The Project Finally Snapped Into Place
I’ve been building this Raspberry Pi-based smart speaker in bursts—between other projects, experiments, and burnout cycles. This past week, everything locked in. It was supposed to be a bug fix. Instead, it became a full-stack voice overhaul.
The NVMe Backbone: iUniker HAT+ on the Pi 5
First, hardware. The iUniker PCIe M.2 HAT+ turned out to be a game-changer. With it, my Raspberry Pi 5 boots and runs off a full-blown NVMe SSD—no more SD card bottlenecks. That alone made `yt_dlp` and `mpv` feel snappier, streams initiate faster, and boot-up time dropped by half. I added extra standoffs and used all 4 screw positions for stability. Zero rattle. All power.
Audio Was Broken—Then ALSA Fixed It
For a while, nothing would play. I was debugging `mpv` output thinking it was the stream URL or `yt_dlp` formatting, but turns out PulseAudio was messing up routing. The fix? Pass `--ao=alsa` to `mpv` and route everything directly through the Pi's audio layers. Music came back—loud, clean, and responsive.

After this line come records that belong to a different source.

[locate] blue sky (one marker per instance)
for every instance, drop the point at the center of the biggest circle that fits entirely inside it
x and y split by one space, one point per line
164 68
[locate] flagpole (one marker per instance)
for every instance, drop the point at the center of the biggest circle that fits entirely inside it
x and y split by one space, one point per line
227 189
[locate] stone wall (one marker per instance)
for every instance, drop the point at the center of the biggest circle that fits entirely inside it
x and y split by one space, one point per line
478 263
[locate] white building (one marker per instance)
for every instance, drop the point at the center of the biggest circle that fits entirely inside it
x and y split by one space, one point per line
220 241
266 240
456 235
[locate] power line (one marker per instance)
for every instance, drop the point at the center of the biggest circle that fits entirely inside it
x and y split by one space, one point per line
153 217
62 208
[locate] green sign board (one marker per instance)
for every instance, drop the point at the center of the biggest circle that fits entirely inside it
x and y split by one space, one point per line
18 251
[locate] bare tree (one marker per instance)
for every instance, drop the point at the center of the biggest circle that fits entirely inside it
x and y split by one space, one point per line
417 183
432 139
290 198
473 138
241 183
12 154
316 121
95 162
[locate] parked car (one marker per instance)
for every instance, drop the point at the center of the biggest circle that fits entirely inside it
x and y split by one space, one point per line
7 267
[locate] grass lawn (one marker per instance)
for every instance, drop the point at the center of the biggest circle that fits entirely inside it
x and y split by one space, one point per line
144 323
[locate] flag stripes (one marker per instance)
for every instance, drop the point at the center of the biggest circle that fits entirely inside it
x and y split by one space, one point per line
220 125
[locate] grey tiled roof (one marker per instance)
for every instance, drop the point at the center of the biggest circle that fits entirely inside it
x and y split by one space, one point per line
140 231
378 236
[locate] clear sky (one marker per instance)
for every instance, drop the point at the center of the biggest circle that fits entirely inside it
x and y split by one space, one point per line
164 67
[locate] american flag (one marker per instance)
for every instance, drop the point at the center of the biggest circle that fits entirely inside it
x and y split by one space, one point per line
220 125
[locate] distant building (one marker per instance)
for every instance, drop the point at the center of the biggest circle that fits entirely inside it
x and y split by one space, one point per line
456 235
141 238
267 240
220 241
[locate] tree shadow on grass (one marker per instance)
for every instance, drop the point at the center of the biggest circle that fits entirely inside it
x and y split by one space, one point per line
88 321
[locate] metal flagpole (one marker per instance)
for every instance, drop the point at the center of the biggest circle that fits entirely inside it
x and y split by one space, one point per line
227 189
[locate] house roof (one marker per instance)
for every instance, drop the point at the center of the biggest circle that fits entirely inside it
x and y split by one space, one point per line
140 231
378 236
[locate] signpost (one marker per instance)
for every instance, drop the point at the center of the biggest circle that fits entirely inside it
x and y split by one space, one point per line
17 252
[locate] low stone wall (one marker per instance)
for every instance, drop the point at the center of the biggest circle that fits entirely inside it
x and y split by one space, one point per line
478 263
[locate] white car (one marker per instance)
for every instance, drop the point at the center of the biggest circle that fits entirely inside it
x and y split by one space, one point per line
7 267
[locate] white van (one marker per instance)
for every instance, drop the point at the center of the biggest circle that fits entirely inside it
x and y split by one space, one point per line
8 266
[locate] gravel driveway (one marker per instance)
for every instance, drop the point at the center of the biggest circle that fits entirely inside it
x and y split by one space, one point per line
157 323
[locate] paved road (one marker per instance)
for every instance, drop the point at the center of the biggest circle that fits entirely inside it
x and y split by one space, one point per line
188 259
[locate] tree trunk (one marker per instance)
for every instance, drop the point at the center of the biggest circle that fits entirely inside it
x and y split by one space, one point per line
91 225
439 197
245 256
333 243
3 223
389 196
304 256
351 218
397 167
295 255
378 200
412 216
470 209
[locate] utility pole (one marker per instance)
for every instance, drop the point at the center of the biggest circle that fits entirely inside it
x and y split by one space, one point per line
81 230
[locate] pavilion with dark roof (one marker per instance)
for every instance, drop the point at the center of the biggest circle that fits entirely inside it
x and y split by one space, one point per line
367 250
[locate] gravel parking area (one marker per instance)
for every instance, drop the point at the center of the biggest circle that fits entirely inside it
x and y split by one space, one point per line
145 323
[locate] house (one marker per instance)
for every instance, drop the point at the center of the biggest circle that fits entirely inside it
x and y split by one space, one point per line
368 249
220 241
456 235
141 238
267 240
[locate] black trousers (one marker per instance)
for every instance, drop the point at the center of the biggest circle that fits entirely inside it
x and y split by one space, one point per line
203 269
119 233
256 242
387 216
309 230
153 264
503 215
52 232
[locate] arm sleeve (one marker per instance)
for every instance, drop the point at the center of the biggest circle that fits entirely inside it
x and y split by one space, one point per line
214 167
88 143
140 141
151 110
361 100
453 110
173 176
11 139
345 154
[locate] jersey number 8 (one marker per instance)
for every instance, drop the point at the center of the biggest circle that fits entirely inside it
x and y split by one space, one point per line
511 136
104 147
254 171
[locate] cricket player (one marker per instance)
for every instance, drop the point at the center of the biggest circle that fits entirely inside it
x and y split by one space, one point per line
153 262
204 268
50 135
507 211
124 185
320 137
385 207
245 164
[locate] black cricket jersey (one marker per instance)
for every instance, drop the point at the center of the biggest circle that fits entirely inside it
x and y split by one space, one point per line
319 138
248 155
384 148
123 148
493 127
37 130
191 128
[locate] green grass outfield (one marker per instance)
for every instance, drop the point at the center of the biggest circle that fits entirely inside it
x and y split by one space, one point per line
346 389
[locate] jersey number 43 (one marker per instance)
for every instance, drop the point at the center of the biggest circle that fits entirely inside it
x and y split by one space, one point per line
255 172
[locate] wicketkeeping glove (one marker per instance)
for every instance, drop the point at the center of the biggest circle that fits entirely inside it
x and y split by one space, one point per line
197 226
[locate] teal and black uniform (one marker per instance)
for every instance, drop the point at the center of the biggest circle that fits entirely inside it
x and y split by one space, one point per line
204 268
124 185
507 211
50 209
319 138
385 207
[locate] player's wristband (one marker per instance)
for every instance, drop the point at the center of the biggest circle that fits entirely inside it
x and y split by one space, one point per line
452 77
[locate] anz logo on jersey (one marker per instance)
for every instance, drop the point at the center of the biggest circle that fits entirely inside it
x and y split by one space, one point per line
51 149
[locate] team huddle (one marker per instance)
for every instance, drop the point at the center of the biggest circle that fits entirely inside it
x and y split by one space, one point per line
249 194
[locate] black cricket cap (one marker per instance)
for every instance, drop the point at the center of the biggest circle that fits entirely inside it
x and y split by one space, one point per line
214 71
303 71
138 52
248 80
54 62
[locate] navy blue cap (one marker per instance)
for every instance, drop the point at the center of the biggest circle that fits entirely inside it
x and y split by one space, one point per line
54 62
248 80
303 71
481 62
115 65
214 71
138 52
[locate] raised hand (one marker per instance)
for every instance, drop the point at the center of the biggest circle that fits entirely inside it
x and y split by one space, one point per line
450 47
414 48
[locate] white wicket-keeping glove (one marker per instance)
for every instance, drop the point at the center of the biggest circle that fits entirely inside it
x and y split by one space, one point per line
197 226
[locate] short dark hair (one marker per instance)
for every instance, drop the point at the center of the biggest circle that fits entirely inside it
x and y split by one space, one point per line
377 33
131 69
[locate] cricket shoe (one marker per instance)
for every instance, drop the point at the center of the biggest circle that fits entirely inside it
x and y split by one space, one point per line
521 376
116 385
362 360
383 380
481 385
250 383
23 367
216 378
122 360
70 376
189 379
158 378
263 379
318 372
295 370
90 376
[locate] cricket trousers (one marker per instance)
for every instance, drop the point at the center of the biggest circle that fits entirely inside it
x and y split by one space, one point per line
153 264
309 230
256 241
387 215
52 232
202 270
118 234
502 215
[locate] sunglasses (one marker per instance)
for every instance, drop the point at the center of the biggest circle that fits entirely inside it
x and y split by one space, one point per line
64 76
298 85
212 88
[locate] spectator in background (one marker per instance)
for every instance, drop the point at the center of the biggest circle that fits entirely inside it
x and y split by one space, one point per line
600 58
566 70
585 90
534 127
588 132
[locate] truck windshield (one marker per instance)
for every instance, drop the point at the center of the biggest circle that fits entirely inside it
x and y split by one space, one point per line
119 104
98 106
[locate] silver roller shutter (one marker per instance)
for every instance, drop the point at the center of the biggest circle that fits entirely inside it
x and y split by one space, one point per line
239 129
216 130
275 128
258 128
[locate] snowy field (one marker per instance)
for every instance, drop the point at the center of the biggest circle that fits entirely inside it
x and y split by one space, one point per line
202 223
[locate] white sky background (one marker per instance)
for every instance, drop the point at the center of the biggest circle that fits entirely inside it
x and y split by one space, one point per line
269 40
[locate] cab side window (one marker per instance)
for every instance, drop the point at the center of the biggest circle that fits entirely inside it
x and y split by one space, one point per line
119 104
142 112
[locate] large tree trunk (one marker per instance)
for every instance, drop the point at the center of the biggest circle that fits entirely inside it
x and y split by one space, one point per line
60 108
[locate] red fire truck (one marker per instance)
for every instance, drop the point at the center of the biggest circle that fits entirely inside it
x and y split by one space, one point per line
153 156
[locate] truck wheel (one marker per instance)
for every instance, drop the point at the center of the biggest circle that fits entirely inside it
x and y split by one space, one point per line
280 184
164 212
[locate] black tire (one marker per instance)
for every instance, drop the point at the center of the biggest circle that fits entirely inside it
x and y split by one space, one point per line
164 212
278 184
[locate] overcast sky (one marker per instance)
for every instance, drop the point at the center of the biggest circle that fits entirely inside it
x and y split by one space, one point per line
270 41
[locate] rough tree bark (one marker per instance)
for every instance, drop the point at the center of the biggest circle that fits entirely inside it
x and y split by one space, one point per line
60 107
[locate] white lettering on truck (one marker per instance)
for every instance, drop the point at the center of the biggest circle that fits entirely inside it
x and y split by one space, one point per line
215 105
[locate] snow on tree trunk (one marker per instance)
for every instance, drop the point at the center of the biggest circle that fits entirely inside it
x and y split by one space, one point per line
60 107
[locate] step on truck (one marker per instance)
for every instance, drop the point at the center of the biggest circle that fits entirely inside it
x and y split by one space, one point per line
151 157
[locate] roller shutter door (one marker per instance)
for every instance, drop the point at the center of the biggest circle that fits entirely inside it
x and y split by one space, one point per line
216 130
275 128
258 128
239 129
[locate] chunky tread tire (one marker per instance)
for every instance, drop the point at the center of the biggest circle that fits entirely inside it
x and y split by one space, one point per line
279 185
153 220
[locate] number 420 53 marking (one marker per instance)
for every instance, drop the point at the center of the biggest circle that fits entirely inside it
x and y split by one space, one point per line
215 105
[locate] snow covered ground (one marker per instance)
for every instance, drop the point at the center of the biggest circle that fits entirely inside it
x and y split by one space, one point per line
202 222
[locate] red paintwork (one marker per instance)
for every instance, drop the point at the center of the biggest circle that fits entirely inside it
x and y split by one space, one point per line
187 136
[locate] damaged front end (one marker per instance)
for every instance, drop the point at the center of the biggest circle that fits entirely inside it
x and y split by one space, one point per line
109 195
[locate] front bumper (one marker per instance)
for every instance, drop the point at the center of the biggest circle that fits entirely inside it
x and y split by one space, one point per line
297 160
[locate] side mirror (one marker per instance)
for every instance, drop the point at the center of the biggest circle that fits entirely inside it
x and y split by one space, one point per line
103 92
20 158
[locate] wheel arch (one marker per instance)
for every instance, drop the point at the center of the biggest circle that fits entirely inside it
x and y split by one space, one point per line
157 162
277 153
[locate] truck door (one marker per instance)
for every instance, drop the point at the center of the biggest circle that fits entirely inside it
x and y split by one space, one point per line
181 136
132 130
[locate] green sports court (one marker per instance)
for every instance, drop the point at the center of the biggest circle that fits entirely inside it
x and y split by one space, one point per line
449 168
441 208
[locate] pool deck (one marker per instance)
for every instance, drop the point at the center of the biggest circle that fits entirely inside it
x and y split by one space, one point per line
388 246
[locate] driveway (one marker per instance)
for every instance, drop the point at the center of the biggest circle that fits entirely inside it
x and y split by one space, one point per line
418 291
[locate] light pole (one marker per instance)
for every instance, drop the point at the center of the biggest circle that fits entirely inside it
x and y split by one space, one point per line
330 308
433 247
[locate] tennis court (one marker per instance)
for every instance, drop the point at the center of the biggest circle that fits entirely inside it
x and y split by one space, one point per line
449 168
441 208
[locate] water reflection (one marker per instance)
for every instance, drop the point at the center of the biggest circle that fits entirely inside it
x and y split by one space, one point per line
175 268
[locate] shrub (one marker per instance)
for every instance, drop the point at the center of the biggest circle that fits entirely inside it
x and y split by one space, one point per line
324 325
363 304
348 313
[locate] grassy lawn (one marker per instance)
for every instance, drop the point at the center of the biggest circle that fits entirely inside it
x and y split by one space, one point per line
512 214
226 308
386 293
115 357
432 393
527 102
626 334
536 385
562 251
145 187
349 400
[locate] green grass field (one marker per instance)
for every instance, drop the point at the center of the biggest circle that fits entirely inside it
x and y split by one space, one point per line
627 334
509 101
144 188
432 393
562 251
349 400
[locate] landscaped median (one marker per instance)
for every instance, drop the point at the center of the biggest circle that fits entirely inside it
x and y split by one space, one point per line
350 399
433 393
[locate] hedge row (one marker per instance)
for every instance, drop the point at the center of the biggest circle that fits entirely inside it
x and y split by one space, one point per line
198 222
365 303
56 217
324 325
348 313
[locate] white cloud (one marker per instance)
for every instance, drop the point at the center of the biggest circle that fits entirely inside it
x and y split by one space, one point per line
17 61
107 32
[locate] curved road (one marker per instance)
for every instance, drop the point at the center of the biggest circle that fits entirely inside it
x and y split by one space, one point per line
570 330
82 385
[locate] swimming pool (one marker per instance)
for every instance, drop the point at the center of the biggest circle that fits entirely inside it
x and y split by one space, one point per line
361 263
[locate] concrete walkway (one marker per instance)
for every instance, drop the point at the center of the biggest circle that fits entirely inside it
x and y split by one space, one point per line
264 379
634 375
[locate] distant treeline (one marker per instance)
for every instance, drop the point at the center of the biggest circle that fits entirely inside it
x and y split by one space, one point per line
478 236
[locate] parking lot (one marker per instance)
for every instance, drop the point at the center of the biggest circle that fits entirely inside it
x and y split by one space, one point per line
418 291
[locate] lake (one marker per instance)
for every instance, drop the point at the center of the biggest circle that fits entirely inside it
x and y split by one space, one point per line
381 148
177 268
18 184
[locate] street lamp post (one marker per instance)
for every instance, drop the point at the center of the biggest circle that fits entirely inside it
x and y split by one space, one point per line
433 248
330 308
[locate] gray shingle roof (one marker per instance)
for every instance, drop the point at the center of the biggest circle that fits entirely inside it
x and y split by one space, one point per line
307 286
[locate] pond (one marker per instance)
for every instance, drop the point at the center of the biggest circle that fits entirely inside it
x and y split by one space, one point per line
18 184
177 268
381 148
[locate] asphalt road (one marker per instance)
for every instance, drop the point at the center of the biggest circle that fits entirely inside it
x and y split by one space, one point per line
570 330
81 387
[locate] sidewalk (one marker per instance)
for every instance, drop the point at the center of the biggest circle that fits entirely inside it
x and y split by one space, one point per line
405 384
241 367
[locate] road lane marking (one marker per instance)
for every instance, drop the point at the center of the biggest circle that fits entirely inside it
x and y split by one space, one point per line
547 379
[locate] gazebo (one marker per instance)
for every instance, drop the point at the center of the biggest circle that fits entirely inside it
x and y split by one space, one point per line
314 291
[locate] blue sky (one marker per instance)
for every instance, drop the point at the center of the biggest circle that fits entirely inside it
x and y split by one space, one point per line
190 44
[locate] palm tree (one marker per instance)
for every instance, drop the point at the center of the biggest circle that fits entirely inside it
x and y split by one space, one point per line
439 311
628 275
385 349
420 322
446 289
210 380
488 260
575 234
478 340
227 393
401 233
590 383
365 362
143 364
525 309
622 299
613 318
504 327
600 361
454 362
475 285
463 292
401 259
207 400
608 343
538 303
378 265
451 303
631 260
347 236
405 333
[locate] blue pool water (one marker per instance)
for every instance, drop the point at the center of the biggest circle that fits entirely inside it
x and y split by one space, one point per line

Dropping URL Streaming Entirely
I rebuilt `StreamController` to kill off all prompt-based remote URLs. Everything’s local now—prompts go to `yt_dlp`, stream URLs get extracted, and `mpv` handles the play. The benefit: fewer moving parts, zero dependency on `stream.php`, and better control over fallback and retry logic.
Natural TTS with Piper
Goodbye `espeak-ng`, you robotic bastard. After many failed installs, I compiled Piper manually and paired it with the Lessac voice model. The difference is night and day. It sounds almost human, uses no cloud APIs, and plays instantly through `aplay` or `mpv` after synthesis. Now, the assistant actually feels like one.
Exposing the Intent Router as an API
Internally, my `IntentRouter` was doing solid work—parsing stuff like "set a timer for five minutes" into a dict with action, domain, and parameters. But it was locked in the CLI. So I added /api/intent/parse
to FastAPI. Now I can feed strings from a web UI, Postman, or curl, and get back the structured intent in JSON. It's testable, hackable, and future-proofed for whatever frontend I glue on top of it.
The Frontend Hook
I added a basic form to the UI—just a textarea and a button. It submits prompts via fetch to the new intent endpoint and renders the result. No guessing what the assistant will do anymore. I see it. I can validate it. And I can extend it later to simulate full dispatch chains.
Swagger, But Useful
FastAPI gives a Swagger doc by default, but I had to clean up the models, especially around `PromptRequest`. I was wrongly reusing that for intent parsing when `pre_prompt` didn’t apply. Fixed that. Now `/api/intent/parse` expects only what it should—and the Swagger doc reflects reality.
The Stack, Stacked
- Raspberry Pi 5
- iUniker M.2 NVMe HAT+
- FastAPI for all backend logic
- MPV for audio playback via ALSA
- Piper TTS with Lessac voice
- IntentRouter exposed as API
- Local CLI control + live Web UI
No More Guessing
This rebuild hit everything: speed, sound quality, API ergonomics, clarity. I don’t need to ssh into the Pi and trace threads manually just to figure out why a song didn’t play. I see it. I test it. I control it. This wasn’t just a fix. It was evolution.